Something happened that the letter writer hasn't been told about. Maybe one or both of the granddaughters was attacked or molested by someone else. Perhaps they hate/suspect men in general now thanks to higher education. Or, maybe they "recovered memories" in a counseling session.

How many lives have been ruined by bogus "recovered memories"? Each life ruined is one too many. At least some such memories aren't really memories at all. Dr. Laura states on her show she doesn't believe ANY of them are real, stops calls when the caller claims that there was a recovered memories, and cites PTSD in soldiers as her reason, and other people who've been molested, along the lines of "If people could me made to forget memories we could make a lot of money selling that."

The problem I have with this is this:

That some people are haunted by traumatic events they are unable to forget does not necessarily mean nobody is ever able to "forget", and later remember, an actual traumatic event. But, this is more Dr. Laura's area of expertise than mine and she may be right... I just don't find her short explanation entirely convincing.

Anyway, I have point when it comes to men.

Heterosexual men are rapidly being marginalized in our culture and are increasingly at risk for being publicly humiliated and vilified, fired, sued, fined, and incarcerated for normal male behavior or based on mere accusations. Some prominent Christian leaders have refused to meet with women behind closed doors; the door must always be open and witnesses nearby. People like Tom Leykis advise men to avoid accusations of sexual harassment by either working for themselves or keep interaction with women in the workplace to the absolute minimum possible. Many others have said a man should never be a coach to anyone else's children or otherwise be in a position where they would be alone with some else's children or touching those children, so as to avoid accusations. And now, we see an example of how a man is taking a risk by having his own children.

At some point, the risks are just too high. A man protects himself the most by being self-employed and avoiding situations with women, by not marrying, by not having children, by not being around children. But what kind of society does that leave us with?

Thursday, February 21, 2013

Gazing at the Horizon

There's not really much I look forward to these days.

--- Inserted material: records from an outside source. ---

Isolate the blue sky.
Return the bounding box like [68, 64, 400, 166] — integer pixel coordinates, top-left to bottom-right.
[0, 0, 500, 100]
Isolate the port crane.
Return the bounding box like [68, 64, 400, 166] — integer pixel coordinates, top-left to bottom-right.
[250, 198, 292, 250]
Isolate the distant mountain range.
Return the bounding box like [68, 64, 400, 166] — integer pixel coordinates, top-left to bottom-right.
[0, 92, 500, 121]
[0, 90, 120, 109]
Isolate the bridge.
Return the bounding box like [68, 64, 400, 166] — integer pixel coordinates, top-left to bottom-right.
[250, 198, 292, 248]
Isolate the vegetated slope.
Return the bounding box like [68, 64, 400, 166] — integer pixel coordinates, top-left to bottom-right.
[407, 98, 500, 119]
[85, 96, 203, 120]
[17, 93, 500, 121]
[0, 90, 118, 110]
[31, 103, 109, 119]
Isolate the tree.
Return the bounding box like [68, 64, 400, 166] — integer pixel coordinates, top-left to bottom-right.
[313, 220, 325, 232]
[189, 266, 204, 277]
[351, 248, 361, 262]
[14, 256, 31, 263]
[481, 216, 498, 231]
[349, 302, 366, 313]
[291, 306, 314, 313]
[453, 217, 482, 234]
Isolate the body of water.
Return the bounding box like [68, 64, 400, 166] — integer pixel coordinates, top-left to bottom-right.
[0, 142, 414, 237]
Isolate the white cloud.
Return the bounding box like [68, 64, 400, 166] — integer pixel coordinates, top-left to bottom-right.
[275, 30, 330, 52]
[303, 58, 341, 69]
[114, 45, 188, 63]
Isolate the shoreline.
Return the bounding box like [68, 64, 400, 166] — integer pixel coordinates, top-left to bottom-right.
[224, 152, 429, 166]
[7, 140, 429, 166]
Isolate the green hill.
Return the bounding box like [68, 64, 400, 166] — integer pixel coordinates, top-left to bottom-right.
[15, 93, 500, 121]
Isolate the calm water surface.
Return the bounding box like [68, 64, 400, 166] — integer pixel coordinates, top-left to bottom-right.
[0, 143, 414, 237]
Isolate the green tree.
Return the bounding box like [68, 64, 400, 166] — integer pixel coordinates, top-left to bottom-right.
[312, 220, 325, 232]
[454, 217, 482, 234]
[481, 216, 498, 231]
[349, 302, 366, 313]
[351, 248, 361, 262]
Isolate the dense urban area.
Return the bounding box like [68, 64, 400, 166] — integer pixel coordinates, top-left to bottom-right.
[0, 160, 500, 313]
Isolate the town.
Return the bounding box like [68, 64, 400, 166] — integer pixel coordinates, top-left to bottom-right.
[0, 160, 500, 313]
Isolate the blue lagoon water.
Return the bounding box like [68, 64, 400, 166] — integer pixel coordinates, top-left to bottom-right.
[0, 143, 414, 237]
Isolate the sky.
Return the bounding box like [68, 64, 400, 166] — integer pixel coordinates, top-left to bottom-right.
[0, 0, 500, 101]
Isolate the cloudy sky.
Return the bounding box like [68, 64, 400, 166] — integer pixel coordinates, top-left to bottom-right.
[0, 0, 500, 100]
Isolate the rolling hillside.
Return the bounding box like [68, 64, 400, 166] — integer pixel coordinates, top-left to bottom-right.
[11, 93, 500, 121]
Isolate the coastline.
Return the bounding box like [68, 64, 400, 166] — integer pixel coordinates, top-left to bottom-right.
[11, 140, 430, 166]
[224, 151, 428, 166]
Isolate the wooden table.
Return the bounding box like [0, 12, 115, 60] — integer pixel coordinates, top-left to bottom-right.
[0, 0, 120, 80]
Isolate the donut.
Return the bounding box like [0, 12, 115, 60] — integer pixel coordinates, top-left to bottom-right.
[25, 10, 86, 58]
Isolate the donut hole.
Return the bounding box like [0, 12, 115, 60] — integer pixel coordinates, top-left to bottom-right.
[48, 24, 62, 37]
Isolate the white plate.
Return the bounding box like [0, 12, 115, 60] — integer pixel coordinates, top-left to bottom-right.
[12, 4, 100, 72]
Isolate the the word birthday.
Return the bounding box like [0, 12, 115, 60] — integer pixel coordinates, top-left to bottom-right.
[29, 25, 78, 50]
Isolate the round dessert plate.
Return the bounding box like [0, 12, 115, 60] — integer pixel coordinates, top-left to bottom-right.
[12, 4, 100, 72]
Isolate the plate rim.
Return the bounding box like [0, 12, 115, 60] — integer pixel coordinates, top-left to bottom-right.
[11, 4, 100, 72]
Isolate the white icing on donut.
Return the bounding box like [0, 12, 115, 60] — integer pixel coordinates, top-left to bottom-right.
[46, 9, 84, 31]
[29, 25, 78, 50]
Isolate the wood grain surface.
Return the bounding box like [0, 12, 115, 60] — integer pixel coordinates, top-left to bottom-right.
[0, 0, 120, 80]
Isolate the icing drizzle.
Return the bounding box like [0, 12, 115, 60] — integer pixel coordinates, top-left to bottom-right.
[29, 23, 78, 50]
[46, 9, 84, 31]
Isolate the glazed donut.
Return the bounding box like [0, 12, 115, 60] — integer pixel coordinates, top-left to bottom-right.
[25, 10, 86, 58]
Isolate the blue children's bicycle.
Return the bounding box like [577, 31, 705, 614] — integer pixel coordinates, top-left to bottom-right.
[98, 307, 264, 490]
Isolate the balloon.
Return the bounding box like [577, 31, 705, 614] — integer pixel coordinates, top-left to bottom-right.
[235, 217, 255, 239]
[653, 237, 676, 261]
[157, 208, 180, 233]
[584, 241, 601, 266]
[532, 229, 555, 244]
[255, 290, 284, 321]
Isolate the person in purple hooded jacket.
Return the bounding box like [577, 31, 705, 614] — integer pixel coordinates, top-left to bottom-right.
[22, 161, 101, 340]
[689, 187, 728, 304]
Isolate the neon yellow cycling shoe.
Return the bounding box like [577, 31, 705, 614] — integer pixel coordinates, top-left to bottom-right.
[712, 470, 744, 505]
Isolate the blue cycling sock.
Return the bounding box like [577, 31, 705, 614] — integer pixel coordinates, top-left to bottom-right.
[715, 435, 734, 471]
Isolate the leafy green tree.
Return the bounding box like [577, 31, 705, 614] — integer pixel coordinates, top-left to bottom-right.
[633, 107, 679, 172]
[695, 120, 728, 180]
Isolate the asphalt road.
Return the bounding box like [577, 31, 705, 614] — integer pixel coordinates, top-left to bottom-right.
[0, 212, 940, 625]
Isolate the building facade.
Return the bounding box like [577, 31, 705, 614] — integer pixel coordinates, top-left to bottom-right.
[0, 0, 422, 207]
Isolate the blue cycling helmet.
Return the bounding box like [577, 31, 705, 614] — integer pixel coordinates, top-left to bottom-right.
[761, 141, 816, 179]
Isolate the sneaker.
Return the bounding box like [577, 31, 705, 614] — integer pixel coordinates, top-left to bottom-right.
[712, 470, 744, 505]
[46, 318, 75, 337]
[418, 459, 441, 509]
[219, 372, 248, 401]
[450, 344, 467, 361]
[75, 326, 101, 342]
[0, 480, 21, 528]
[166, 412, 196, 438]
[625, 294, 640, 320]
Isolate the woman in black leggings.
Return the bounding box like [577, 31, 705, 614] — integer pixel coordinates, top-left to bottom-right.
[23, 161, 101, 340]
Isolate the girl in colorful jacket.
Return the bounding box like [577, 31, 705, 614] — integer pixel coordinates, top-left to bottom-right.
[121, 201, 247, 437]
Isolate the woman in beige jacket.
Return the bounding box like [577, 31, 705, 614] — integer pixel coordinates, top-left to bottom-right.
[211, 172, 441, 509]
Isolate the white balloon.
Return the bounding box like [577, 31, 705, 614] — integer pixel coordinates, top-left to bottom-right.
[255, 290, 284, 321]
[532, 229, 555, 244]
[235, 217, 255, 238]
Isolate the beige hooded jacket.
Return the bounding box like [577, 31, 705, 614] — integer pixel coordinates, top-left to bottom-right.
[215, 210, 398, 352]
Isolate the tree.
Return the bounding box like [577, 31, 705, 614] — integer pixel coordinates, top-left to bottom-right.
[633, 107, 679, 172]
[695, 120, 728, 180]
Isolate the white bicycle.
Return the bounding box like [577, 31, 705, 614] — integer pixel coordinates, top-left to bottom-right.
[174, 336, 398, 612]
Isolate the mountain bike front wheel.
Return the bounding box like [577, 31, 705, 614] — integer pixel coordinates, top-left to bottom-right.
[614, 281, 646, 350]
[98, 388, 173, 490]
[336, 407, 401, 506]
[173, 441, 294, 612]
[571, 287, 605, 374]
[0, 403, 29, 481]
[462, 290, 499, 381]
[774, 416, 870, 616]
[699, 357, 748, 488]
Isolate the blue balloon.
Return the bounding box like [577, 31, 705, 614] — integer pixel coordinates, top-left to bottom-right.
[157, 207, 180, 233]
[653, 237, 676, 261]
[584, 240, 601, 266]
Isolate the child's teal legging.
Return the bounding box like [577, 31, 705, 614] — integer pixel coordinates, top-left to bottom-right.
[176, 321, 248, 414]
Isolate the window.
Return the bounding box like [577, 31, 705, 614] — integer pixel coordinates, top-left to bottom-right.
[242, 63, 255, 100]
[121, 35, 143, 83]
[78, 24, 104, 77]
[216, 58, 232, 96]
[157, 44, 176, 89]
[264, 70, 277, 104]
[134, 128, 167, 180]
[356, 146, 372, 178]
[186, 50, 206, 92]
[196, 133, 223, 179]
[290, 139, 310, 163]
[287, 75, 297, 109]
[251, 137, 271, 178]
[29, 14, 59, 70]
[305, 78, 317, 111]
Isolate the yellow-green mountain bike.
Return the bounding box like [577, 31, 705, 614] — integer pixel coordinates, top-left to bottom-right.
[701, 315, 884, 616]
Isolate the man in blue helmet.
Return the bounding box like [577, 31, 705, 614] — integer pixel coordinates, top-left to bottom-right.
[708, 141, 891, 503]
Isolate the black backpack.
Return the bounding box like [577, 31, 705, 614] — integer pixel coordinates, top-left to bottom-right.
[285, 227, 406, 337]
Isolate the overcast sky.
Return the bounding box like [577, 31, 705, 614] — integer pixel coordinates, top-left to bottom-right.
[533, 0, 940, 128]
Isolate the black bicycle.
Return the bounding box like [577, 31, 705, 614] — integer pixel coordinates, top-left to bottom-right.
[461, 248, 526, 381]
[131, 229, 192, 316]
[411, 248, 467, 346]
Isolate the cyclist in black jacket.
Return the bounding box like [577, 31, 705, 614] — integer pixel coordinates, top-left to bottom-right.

For as long as I can remember back into my childhood, I was not one of those kids who wanted to be older. I didn't mind being the age I was. I didn't mind not being able to drive, or buy booze, or whatever. In fact, I didn't run out and get my license as soon as I could, like so many other teens did. I knew that time was a one-way arrow, and that I was never going to be whatever age I was again.

Even so, there were events, milestones and goals to which I had to anticipate, plan, prepare, or strive:
  • Every year, there was Halloween and Christmas, which were always fun for me. Birthday... eh... I think my parents gave each of us one big party during our childhoods, and the rest of the years it wasn't a big event. 
  • Get through the school year so you can enjoy Summer Vacation. 
  • Going on family trips/vacations
  • Sports in which I was participating
  • Do well in elementary school to prepare for junior high (we didn't have middle school back in the dark ages). 
  • Do well in junior high and high school so you can get into college. Where I lived, the question was never "Are you going to college?" It was "Where are you going to college?" We were also told that unless we get all As and Bs, had all sorts of extracurricular activities, and saved a life, we'd never get into college.
  • Get a girlfriend. I didn't really get a serious girlfriend until I was 19. I was painfully shy and mostly pined after girls from afar, not really ever going to parties (not aware of most of them until after they happened) but rather buried in schoolwork, you know, because otherwise I'd never ever get into college and I'd end up living under a bridge.
  • As I got older, events related to my hobby, which was tied in to my professional ambitions. Even the job I got while in high school was related to this.
  • Get through college so I can get a job. I didn't really look forward to moving out. I had it pretty good at home. In fact, my parents found me an apartment near campus and I moved out to make attending school easier.
  • Get an internship in the career of my choice. Did that while still in college. Didn't lead to a job.
Before I knew it, college was over and I was still working in pretty much the same job I had when I was 17. I tried to get hired in my chosen career. Despite my relevant experience, my degree, and my connections, it didn't happen. Considering how the industry is these days, with everyone either being hired as contractors with contracts that never last more than a few years to employees who are constantly let go and bouncing from company to company, it is probably just as well because I wouldn't have done well with the instability.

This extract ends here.